How will the energy crisis affect your tenants' cost of living and ability to pay rent?

25 October 2021

Energy prices are expected to continue to rise, which will add to the growing cost of living. Rik Smith, Goodlord's Head of Tenancy Services, shares his expert analysis on what that may mean for your landlords' tenants.

The government's Heat and Buildings Strategy to decarbonise homes in the UK couldn't come at a better time. As wholesale gas prices rise - pushing smaller suppliers, with no limited funds to protect them, out of the market - our dependence on fossil fuels has been laid bare, letting the current energy crisis gain a foothold. Here's how this situation could play out in the coming months and how it may affect your tenants' cost of living.
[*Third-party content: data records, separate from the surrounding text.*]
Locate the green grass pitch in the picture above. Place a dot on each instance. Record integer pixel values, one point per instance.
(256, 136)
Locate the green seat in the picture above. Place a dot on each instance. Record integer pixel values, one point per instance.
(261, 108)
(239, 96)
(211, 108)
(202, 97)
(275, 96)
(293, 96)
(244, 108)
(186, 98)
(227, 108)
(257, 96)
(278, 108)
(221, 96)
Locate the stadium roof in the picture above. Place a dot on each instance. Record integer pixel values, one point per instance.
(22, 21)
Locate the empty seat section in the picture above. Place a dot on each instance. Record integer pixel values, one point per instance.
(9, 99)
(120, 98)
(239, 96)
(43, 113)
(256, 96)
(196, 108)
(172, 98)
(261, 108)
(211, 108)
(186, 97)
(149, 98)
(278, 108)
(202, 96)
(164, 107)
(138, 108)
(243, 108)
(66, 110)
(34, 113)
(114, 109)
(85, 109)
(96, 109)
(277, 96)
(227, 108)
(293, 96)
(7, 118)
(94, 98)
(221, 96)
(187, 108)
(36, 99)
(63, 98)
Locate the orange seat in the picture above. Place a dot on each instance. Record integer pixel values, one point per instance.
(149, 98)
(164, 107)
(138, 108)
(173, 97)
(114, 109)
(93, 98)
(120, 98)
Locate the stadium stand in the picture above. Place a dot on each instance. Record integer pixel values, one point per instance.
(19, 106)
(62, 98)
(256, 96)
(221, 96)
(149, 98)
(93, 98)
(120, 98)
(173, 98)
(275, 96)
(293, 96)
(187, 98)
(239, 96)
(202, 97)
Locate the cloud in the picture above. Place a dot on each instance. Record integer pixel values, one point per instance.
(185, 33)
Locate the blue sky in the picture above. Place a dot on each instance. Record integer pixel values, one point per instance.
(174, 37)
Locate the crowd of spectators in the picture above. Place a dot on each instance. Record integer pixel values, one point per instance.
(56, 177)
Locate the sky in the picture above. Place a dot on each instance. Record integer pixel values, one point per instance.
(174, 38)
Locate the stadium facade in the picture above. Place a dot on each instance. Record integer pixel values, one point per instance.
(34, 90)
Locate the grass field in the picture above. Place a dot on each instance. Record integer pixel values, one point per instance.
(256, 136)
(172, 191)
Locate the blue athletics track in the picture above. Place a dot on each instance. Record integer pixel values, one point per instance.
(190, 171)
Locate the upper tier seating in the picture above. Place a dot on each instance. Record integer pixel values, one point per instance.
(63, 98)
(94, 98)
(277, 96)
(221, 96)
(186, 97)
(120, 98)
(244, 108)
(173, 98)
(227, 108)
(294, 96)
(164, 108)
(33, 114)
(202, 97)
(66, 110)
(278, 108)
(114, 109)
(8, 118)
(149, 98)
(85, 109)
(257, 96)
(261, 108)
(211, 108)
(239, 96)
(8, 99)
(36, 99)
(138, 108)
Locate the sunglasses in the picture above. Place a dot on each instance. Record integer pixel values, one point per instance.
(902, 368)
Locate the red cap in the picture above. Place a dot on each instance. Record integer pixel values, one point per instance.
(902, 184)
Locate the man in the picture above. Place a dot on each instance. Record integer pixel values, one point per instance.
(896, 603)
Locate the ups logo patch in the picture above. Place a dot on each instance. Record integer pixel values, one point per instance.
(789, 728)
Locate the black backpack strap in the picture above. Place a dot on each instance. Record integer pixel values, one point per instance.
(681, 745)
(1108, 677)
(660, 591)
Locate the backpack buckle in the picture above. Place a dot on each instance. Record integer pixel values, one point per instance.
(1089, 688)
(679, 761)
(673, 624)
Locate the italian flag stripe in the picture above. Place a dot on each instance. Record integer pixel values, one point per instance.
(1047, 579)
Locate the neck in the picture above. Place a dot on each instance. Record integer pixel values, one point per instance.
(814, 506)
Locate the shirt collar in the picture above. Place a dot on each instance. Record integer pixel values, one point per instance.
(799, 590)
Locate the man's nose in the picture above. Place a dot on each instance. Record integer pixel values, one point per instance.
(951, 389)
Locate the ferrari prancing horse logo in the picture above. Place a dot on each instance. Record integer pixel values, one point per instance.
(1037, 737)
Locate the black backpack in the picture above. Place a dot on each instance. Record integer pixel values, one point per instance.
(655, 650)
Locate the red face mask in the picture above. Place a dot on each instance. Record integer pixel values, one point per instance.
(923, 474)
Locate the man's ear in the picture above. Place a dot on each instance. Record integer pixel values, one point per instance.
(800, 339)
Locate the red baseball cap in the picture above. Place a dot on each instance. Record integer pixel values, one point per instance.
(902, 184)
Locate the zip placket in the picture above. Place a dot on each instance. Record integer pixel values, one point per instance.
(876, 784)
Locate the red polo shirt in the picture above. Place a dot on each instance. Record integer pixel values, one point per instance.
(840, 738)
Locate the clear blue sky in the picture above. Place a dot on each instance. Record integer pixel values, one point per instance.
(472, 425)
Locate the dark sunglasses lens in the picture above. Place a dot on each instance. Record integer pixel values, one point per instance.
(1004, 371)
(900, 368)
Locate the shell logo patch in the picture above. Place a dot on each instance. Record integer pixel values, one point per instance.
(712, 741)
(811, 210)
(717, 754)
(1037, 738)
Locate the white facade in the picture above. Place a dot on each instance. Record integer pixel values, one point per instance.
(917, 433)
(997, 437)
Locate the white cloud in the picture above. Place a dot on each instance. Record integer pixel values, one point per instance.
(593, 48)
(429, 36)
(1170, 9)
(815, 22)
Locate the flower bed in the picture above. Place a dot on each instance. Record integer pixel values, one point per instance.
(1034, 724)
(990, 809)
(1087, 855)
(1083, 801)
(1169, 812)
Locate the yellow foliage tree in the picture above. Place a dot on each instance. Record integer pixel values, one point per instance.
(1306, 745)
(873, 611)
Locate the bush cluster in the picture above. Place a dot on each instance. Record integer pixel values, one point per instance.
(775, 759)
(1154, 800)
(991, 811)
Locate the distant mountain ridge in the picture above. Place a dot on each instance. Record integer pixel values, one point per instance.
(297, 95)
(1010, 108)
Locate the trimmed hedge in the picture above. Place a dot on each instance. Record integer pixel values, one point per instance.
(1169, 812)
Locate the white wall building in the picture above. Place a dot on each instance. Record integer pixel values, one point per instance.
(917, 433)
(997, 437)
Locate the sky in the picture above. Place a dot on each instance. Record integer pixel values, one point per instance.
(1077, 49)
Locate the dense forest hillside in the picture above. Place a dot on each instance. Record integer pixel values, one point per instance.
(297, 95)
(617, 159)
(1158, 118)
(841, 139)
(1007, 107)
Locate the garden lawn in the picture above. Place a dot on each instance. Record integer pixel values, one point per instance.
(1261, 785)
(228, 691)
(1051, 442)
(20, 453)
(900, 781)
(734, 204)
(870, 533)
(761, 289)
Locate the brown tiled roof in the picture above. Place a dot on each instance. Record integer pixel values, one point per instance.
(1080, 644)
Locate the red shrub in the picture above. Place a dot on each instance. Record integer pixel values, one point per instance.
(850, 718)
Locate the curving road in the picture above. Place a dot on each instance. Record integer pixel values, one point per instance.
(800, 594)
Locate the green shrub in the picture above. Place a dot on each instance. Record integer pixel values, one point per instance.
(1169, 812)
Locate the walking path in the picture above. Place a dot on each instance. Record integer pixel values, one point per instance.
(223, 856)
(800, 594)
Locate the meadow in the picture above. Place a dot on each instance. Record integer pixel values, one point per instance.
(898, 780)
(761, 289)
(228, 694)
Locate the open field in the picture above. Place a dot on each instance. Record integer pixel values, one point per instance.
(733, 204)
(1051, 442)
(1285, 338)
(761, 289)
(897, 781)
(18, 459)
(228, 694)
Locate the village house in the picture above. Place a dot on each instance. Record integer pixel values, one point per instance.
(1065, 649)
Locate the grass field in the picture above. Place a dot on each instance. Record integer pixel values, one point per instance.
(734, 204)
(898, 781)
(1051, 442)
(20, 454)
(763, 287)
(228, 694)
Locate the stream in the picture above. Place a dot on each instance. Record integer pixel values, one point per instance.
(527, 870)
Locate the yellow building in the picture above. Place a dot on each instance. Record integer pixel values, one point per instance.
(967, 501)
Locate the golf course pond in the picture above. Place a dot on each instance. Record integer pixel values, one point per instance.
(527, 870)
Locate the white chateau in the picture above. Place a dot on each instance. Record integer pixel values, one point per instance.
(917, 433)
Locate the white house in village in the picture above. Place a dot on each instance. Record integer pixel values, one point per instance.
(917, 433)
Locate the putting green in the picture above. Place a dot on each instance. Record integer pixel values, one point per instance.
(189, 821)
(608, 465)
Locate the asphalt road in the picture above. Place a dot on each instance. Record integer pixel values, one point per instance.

More energy suppliers failing

First up, if a supplier hasn't already protected itself by hedging its energy demand - or agreeing contracts in advance - when it was cheaper to buy, it is likely to come under enormous and sustained financial pressure. It may not be able to afford to cover the extra cost over and above what its customers are paying, at which point it may go bust.

Around 30% of the market is made up of these small suppliers - but, never fear, your tenants won't lose their money if they have a credit balance e.g. if they've been paying their bills by direct debit. Their supply of gas and electricity is secure, even if the energy supplier fails thanks to the regulator’s (OFGEM) “Supplier of Last Resort” safety net.

Download a free FAQ template to answer your tenants' questions on the energy  crisis

Energy prices will continue to rise

However, gas prices for consumers will continue to rise. On 1 October, the cap on the price the consumer pays increased. The maximum cost that your tenants pay per unit of energy still has a ceiling, but their energy bills will have grown by an average additional annual cost of £139 since that date.

The cap is calculated by OFGEM, which means that we can anticipate what the next increase for bill payers is likely to be. Come April 2022, when the price cap will be reviewed again, your tenants' energy bills will very likely jump by a further £400-£500 annually on average - a genuine addition to the cost of living for over 50% of UK households that aren't on a fixed price energy deal at the time.

Low income households may struggle

There are members of society today who struggle to pay their bills, and are in fuel poverty. This is when you spend more than 10% of your wages on your energy bill. Those who are least fortunate and most dependent on others actually end up living in the poorest quality of accommodation, with low energy efficiency - and they may be facing the choice of whether to heat or eat as this cost of living increases. Coming off the back of a global pandemic where 7.5% of tenants surveyed in Goodlord's State of the Lettings Industry Report 2021 felt that their income wasn't secure, this may add further pressure to some households' ability to pay rent.

You should be prepared to advise any of your tenants who fall into this category of the financial help available to help them to avoid this situation, and suggest that they speak with their energy supplier too. You can also continue to work with tenants to assess their financial situation and, for those suppliers that collapse, you can also help advise your tenants by checking where their customers' new supply will come from with our energy supplier tracker.

How this may affect your landlords

The energy crisis may of course concern your landlords too, especially if they include bills in the rent across a large portfolio of properties. When planning their rent reviews, you should ensure all costs are considered appropriately.

If your landlords - or tenants - are in the market for a new energy deal now, they can gain price confidence today with a “Fixed Price” deal which may be more expensive than a variable deal, but these may be cheaper in the long run considering the likely increase in variable prices come April 2022. It is possible that fixed price deals may come down in the first half of 2022, but that’s dependent upon the wholesale market cooling down. However, everyone should keep running comparisons to find a good deal for their properties and homes in the meantime.